Cette justification d’une attaque en réponse nous amène à reconnaître comme justes les conclusions faites par le chercheur Walter Sharp par rapport à l’application des critères établis dans l’affaire Caroline au cyberespace :

« Recall that anticipatory self-defense is permissible when “the necessity of that self- defence is instant, overwhelming and leaving no choice of means, and no moment for deliberation”. There seems to be no better circumstance for anticipatory self-defense to apply than when technology allows an unlawful use of force, and potentially an armed attack, to occur literally at the speed of light. The right to respond in anticipatory self- defense does not apply to the penetration of all government computer systems during peacetime, but it should apply presumptively to those sensitive systems that are critical to a state’s vital national interests. As previously discussed, any use of force in anticipatory self-defense must be necessary and proportional under international law »243.

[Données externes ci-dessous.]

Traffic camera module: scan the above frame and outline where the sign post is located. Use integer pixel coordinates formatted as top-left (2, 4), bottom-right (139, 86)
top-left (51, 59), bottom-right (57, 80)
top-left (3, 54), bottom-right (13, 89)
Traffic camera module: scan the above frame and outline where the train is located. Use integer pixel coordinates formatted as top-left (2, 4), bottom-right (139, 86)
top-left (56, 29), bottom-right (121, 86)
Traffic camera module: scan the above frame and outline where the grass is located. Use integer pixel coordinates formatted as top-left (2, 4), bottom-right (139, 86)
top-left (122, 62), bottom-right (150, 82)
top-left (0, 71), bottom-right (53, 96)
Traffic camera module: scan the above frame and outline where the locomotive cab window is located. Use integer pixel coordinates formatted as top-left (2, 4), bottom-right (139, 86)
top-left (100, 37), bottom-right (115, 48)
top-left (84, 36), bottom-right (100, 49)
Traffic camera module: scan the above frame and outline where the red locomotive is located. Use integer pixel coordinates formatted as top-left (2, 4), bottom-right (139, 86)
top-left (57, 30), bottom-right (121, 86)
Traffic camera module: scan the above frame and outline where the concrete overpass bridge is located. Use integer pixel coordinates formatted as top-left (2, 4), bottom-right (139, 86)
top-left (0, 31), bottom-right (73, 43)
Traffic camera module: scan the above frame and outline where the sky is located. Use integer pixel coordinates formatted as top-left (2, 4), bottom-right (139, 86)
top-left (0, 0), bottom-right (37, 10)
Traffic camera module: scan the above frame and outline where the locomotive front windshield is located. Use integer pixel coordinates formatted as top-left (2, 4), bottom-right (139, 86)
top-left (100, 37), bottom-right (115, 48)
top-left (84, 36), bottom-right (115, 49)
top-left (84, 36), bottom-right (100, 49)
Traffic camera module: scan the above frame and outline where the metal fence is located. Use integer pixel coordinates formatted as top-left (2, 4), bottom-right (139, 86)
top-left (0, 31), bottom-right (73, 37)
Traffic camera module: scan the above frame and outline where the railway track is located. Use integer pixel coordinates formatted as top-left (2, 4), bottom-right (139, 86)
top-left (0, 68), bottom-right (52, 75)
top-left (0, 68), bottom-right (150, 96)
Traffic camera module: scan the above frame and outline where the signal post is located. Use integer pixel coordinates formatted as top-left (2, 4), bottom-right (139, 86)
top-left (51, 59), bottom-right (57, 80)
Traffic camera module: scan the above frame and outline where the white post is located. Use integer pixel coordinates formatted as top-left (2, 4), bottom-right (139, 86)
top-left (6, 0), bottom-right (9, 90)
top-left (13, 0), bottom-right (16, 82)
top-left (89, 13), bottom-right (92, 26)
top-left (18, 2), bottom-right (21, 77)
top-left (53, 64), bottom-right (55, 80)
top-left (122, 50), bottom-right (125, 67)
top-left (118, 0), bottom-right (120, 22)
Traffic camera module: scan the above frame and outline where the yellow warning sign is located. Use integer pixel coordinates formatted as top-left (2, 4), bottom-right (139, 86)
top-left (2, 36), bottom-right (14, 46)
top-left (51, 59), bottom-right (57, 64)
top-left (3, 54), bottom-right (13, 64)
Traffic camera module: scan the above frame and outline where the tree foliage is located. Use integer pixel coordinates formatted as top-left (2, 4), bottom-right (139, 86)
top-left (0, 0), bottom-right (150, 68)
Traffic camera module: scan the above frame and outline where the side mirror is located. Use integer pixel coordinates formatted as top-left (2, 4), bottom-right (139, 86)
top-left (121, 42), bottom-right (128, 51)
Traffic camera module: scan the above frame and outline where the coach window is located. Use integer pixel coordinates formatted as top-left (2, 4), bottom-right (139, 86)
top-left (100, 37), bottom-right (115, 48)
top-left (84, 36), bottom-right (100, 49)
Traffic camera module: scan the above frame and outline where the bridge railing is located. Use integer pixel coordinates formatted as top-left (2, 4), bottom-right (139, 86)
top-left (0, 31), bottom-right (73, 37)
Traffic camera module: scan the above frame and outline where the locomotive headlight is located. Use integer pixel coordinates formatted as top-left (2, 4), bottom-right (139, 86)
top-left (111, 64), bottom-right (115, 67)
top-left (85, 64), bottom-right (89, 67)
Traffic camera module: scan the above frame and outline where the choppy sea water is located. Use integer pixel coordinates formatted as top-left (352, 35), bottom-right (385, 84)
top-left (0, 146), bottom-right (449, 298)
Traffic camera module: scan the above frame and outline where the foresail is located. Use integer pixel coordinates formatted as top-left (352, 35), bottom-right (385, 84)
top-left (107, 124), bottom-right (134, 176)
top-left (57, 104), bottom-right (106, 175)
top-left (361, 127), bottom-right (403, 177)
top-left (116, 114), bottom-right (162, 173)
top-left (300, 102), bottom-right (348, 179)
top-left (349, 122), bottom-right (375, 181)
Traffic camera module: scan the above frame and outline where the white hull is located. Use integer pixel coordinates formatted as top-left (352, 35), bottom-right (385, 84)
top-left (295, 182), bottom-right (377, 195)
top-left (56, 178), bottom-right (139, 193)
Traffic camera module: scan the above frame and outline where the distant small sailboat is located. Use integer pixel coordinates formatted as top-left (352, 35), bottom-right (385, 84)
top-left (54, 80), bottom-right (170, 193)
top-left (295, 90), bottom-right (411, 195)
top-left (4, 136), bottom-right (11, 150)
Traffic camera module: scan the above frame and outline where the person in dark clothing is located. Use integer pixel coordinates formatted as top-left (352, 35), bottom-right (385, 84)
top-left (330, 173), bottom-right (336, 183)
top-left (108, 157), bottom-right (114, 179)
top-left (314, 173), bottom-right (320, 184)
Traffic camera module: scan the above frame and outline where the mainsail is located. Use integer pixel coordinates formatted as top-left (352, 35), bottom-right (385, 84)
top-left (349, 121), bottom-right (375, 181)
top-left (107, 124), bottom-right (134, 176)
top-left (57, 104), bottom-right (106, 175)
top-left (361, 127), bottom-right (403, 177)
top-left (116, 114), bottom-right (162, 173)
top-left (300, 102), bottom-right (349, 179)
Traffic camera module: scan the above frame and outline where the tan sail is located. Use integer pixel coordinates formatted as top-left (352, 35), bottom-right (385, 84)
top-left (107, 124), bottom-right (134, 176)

Le premier critère qu’il faut examiner, c’est la nécessité d’une réponse. Il détermine si la force est le seul moyen pour répondre à une attaque ou si des alternatives pacifiques suffiront. De plus, les États ont l’obligation de « régler leurs différends par des moyens pacifiques, mais ils gardent une totale liberté dans le choix et l’appréciation de ces moyens »244. Si un État peut contrer une attaque armée réelle ou imminente par des mesures n’impliquant pas la force armée, il n’a aucune justification pour l’utiliser. S’agissant du cyberespace, si les mesures de protection comme le firewall sont suffisantes pour contrer la cyberattaque, d’autres mesures, qu’elles soient cyber ou cinétiques, au niveau du recours à la force seront interdites245. Cependant, pour

242 Republic of Estonia, Information System Authority, Cyber Security in Estonia 2020, p.4, URL :

https://www.ria.ee/sites/default/files/cyber_aastaraamat_eng_web_2020.pdf (visité le 21/07/2020).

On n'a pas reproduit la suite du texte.